Kâğıt üstünde büyük iş. Taraftar mutlu, sosyal medya sevinçten coşmuş durumda. “Rüya gerçek oldu” paylaşımları havada uçuşuyor. Ama perde arkasına bakınca, tablo biraz bulanıyor. Çünkü böyle dev bir operasyonun faturası sadece parayla ölçülmüyor. Başka tür bir bağımlılıktan da söz etmek gerek.
Son yıllarda kulüpler kendi ekonomik gücüne güvenemiyor. Aslında güvenilecek durumda da değiller. Gelirler temlik altında, borçlar almış başını gitmiş, Avrupa'dan döviz girdisi neredeyse yok. Yayın gelirlerinin hali zaten ortada. E o zaman bu para nereden çıktı?
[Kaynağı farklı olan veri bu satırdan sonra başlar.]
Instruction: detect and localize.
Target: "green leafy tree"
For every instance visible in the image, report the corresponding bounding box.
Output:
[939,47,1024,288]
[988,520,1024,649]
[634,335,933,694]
İşte orası biraz karışık. Ne resmi bir açıklama var ne de net bilgi. Yatırımcı mı koydu, sponsor mu, yoksa başka bir kaynak mı? Kimse bilmiyor. Hatta kulislerde dolaşan karaborsa iddiaları, yasa dışı bilet satışları da var ama bunları soruşturacak bir savcı şu an yok gibi. Ayrıca hâlâ Bankalar Birliği anlaşmasına tabi olan bir kulüp, nasıl teminat mektubu alabildi? Normal şartlarda yasaya göre mümkün değil. Ama bir şekilde yol bulunmuş belli ki. Bildiğimiz tek şey şu: Bu tarz transferler sadece sahada alınan kararla olmuyor. Başka yerlerden olur alınmadan bu iş imzaya bağlanamaz.
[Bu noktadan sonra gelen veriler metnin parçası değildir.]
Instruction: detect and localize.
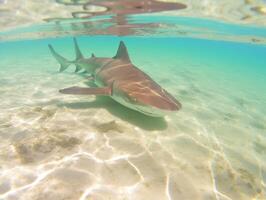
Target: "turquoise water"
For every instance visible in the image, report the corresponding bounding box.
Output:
[0,33,266,200]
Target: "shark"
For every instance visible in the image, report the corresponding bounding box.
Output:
[48,38,182,117]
Futbol, top oynamaktan çok daha fazlası artık. Görünürde bir transfer yapıldı ama belki bu sadece bir vitrin. Kim için, neden yapıldığı belirsiz. Kulüp için mi, yoksa başka bir senaryonun parçası mı? Özellikle son dönemde bazı kulüplerin “şanslı” pozisyonları göz önüne alındığında, bu sorular herkesin aklında.
Peki bu düzenin içinde gerçekten bağımsız karar alabilen kaç kulüp kaldı? Yönetimler hangi kararı tamamen kendi istekleriyle alabiliyor? Asıl mesele burada.
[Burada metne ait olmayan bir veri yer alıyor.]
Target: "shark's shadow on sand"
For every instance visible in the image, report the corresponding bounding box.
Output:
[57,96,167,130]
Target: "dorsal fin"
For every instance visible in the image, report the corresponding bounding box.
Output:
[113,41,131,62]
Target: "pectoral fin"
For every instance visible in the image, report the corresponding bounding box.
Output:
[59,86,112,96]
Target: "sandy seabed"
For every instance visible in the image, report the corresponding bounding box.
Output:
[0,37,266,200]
Osimhen’in kaç gol atacağından çok, bu sorulara ne cevap verilebildiği önemli.
Kimse Osimhen’in kalitesini tartışmıyor. Oyuncu klas, hatta bu ligin çok üstünde. Ama olay o değil. Soru şu: Bu işin bedelini kim, neyle ödeyecek? Yarın bir gün bu transfer sadece “şovdu” diye hatırlanırsa, bu kulüp neyle anılacak?
Ben biraz daha açık konuşayım. Kulüpler kendini döndüremez hale geldikçe, başka yapılara yaslanmak zorunda kalıyor. Bu da işin ruhunu götürüyor. İsim değişmiyor belki ama içerik bambaşka bir şeye dönüşüyor. Sabah uyanıyorsun, forma aynı, renk aynı ama kararlar başkalarının masasında alınmış. İşte o zaman futbol bitmiş oluyor.
Osimhen geldi diye sevinmeyelim demiyorum. Tabii ki sevineceğiz. Ama neye sevindiğimizi, neleri görmezden geldiğimizi de bilelim. Çünkü sonunda faturayı hep taraftar ödüyor. Kimi zaman cebinden, kimi zaman karakterinden.